This repository contains an end‑to‑end analysis of UIDAI Aadhaar enrolment and update activity, from raw API exports to cleaned datasets, exploratory analysis, and presentation‑ready visuals.
- HACKATHON_SUBMISSION.ipynb – Main, polished notebook used for submission; loads precomputed analysis_results outputs and cleaned_data to generate all final plots, explanations, and insights.
- aadhaar_analysis.ipynb – Original exploratory notebook used to experiment with loading, cleaning, and aggregating the raw CSV splits.
- aadhaar_analysis_clean.ipynb – Refined version of the exploratory analysis with a cleaner, more streamlined pipeline.
- run_analysis.py – Scripted version of the core analysis pipeline that reads raw split CSVs, builds aggregated tables (national_daily, state_panel, enrolment_by_state), and writes them into analysis_results/.
- .gitignore – Standard ignore rules for virtual environments, raw archives, and editor/OS artefacts.
-
api_data_aadhar_enrolment/
- Contains raw UIDAI enrolment API exports split into multiple CSV files (e.g.
api_data_aadhar_enrolment_0_500000.csv, etc.). - Each row represents enrolment counts by date, state, district, pincode, and age buckets (0–5, 5–17, 18+).

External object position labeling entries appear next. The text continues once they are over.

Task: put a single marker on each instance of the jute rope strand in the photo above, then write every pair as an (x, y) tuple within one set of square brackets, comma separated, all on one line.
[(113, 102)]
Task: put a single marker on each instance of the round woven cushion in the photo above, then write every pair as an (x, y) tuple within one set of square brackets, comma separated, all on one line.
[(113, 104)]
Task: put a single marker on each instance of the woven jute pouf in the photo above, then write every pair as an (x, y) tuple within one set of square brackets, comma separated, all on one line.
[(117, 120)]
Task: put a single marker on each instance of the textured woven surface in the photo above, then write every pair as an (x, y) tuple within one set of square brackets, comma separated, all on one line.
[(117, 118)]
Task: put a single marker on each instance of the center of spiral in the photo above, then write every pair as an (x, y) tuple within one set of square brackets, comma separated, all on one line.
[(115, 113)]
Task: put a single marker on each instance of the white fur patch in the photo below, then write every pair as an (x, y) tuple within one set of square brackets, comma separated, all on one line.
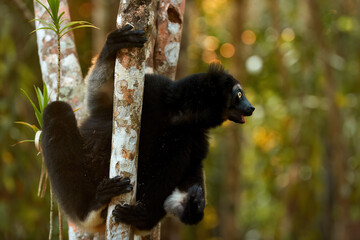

- Contains raw UIDAI enrolment API exports split into multiple CSV files (e.g.
-
api_data_aadhar_demographic/
- Raw demographic update API exports split into CSV partitions.
- Columns track counts of demographic updates by date, state, district, pincode, and age buckets (5–17, 17+).
-
api_data_aadhar_biometric/
- Raw biometric update API exports split into CSV partitions.
- Columns track counts of biometric updates by date, state, district, pincode, and age buckets (5–17, 17+).
-
cleaned_data/
- enrolment_clean.csv – Concatenated and cleaned enrolment data: standardised dates (ISO format), trimmed state/district names, zero‑padded pincodes, non‑negative counts, duplicates removed.
- demographic_clean.csv – Cleaned demographic updates with the same standardisations applied to date/state/district/pincode fields.
- biometric_clean.csv – Cleaned biometric updates with consistent schema and quality checks.
- These files are the preferred inputs for advanced, cross‑dataset analysis.
-
analysis_results/
- national_daily.csv – Aggregated national‑level daily time series of enrolments and updates.
- state_panel.csv – State‑level panel with total enrolments, total demographic/biometric updates, and intensity measures (e.g. updates per 1,000 enrolments).
- enrolment_by_state.csv – State‑level enrolment breakdowns by age group.
- 01_national_timeseries.html – Interactive Plotly view of the national daily time series.
- 02_top_states_enrolment.html – Top states by enrolment volume and age‑group composition.
- 03_age_wise_distribution.html – Age‑wise enrolment distribution visualisation.
- 04_update_intensity_scatter.html – Scatter plot comparing demographic vs biometric update intensity by state.
- 05_anomalies.html – Anomaly detection view based on z‑scores over the enrolment time series.
- 06_forecast.html – 14‑day enrolment demand forecast visualisation.
- INSIGHTS_REPORT.txt – Textual summary of key findings and storylines from the analysis.
- Open HACKATHON_SUBMISSION.ipynb to view the full analysis narrative and final visuals.
- Use cleaned_data/ if you want to build new models or visualisations on top of a high‑quality, standardised dataset.
- Use run_analysis.py and the raw api_data_aadhar_*/ folders if you need to fully reproduce the analysis_results/ tables from scratch.